New attack targets French Muslim prefect

26th January 2004, Comments 0 comments

NANTES, France, Jan 25 (AFP) - An explosive device blew up Sunday outside a business school in the western city of Nantes run by one of France's first Muslim departmental governors, one week after his car was destroyed in a blast.

NANTES, France, Jan 25 (AFP) - An explosive device blew up Sunday outside a business school in the western city of Nantes run by one of France's first Muslim departmental governors, one week after his car was destroyed in a blast.

 No one was injured in Sunday's pre-dawn explosion at the elite Audencia school of management run by Aissa Dermouche, who was named as the new top administrator for the eastern French department of Jura 10 days ago.

Windows were broken and the door damaged at the school, which the 57-year-old Algerian-born Dermouche has directed since 1989, officials said.

The prefect of the Loire-Atlantique department, or administrative region, Bernard Boucault, immediately went to the scene and an investigation has begun.

The explosive device used in Sunday's blast, which was placed near a guard post, was "not very sophisticated," according to a source close to the probe.

Last Sunday's attack on Dermouche's car provoked condemnation from across the political spectrum in France, amid fears it was a symptom of increasing tensions with the country's five million-strong Muslim community.

No one was hurt in that attack, which also took place before dawn.

Dermouche, who is due to assume his new post in the Jura department next month, has since been under police protection.

In Nantes, public prosecutor Jean-Marie Huet told reporters: "The fact that the entryway to the school was targeted a week after Mr Dermouche's car makes everyone think that there could be a link between the two explosions."
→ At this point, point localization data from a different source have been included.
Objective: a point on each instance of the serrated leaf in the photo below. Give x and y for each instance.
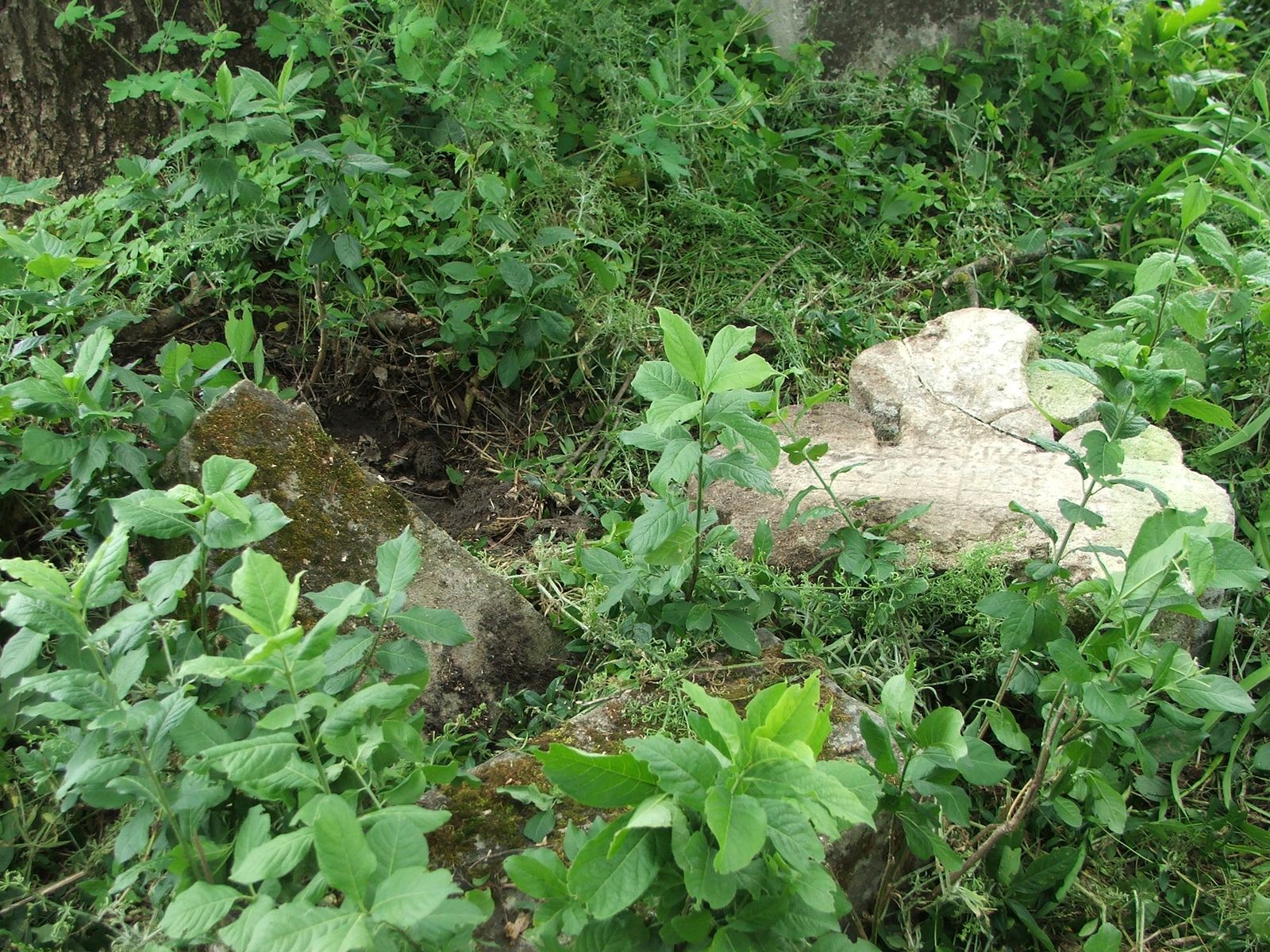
(738, 824)
(516, 273)
(597, 780)
(275, 858)
(438, 626)
(683, 347)
(343, 854)
(539, 873)
(606, 881)
(196, 912)
(397, 562)
(412, 894)
(266, 593)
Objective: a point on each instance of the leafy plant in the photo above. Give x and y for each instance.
(721, 846)
(247, 791)
(698, 401)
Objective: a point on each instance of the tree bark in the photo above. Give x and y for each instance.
(55, 116)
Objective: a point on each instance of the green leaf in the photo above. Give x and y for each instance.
(438, 626)
(1079, 514)
(516, 273)
(539, 873)
(597, 780)
(759, 437)
(348, 251)
(941, 727)
(149, 512)
(398, 842)
(981, 766)
(611, 880)
(412, 894)
(1038, 520)
(899, 697)
(298, 927)
(700, 877)
(1006, 730)
(41, 575)
(1197, 198)
(683, 768)
(1259, 916)
(252, 758)
(397, 562)
(446, 203)
(343, 856)
(1206, 412)
(741, 374)
(273, 858)
(722, 717)
(878, 742)
(21, 651)
(787, 715)
(656, 380)
(738, 631)
(264, 593)
(220, 474)
(168, 579)
(1155, 271)
(683, 347)
(679, 463)
(1108, 804)
(380, 697)
(196, 912)
(738, 824)
(1210, 692)
(42, 612)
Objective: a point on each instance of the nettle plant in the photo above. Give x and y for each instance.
(700, 401)
(260, 785)
(721, 843)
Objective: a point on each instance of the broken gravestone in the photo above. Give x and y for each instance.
(944, 418)
(489, 820)
(340, 516)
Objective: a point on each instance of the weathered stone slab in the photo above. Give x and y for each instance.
(341, 514)
(487, 827)
(941, 418)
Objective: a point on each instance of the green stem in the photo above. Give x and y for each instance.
(696, 543)
(310, 744)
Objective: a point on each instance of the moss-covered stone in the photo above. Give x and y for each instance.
(340, 516)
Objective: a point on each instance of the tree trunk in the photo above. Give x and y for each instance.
(55, 116)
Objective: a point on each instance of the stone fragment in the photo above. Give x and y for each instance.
(341, 514)
(487, 827)
(943, 418)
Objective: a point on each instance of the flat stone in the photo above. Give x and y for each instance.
(341, 514)
(943, 418)
(486, 827)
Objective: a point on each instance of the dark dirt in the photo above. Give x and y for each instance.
(451, 473)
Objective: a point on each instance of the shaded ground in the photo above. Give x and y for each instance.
(454, 473)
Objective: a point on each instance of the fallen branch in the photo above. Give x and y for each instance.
(770, 273)
(1003, 263)
(1022, 805)
(44, 892)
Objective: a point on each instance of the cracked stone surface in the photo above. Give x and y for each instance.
(943, 418)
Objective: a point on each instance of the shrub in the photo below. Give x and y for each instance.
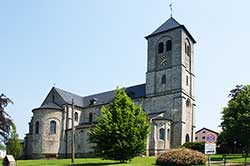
(199, 146)
(181, 156)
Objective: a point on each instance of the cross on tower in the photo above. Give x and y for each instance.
(171, 9)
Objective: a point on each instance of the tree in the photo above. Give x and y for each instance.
(5, 121)
(122, 130)
(236, 120)
(14, 146)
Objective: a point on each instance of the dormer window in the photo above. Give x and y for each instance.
(169, 45)
(160, 47)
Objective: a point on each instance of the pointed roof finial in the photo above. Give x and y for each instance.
(171, 8)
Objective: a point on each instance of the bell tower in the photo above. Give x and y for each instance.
(170, 78)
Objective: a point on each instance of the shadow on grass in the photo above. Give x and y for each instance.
(93, 164)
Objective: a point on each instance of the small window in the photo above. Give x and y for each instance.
(90, 117)
(160, 47)
(37, 127)
(169, 45)
(163, 79)
(76, 116)
(162, 134)
(52, 127)
(187, 138)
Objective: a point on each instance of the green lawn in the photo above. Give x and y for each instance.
(138, 161)
(234, 158)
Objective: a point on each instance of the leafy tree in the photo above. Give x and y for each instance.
(121, 131)
(236, 120)
(198, 146)
(14, 146)
(5, 121)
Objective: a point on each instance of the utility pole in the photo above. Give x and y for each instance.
(73, 134)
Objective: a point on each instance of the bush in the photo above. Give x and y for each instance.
(199, 146)
(181, 156)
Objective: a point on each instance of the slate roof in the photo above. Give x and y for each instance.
(207, 130)
(134, 92)
(168, 25)
(68, 96)
(49, 106)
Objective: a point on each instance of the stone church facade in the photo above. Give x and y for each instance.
(167, 97)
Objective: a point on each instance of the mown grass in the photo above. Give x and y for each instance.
(234, 158)
(138, 161)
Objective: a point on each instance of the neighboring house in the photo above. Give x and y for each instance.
(167, 97)
(201, 134)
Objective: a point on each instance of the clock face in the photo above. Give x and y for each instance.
(163, 60)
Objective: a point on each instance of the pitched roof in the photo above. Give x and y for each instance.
(171, 23)
(168, 25)
(68, 96)
(134, 92)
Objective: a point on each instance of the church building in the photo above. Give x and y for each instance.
(167, 96)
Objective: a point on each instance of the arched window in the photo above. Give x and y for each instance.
(90, 117)
(163, 79)
(187, 138)
(162, 134)
(37, 127)
(169, 45)
(76, 116)
(52, 127)
(160, 47)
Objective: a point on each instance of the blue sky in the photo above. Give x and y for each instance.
(90, 46)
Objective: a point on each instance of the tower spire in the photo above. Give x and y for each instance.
(171, 8)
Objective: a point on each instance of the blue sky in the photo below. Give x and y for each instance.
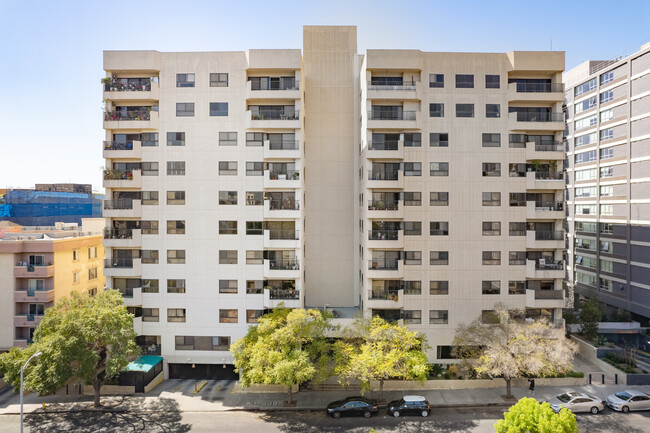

But Huet cautioned that such a connection had to be proven, and that to that end, investigators would comb through evidence from the two blast sites looking for similarities.

Dermouche, who came to France at the age of 18, is the first departmental governor, or prefect, from the generation that immigrated from north Africa in the 1960s. The handful of previous Muslim prefects started their civil service careers before 1962 when Algeria was officially part of France.

His nomination comes at a time of growing concern over how to better integrate the Muslim community in France, and moves by the government to ban Islamic headscarves and other religious insignia in schools, a step many Muslims see as an assault on their basic freedoms.

Police have been looking into the possibility that the attack on Dermouche's Saab was the result of a private grudge rather than an act of Islamist or far-right terrorism, but no motive has been ruled out.

Three men held for questioning last week in connection with the attack, including the former partner of Dermouche's ex-wife, have since been released.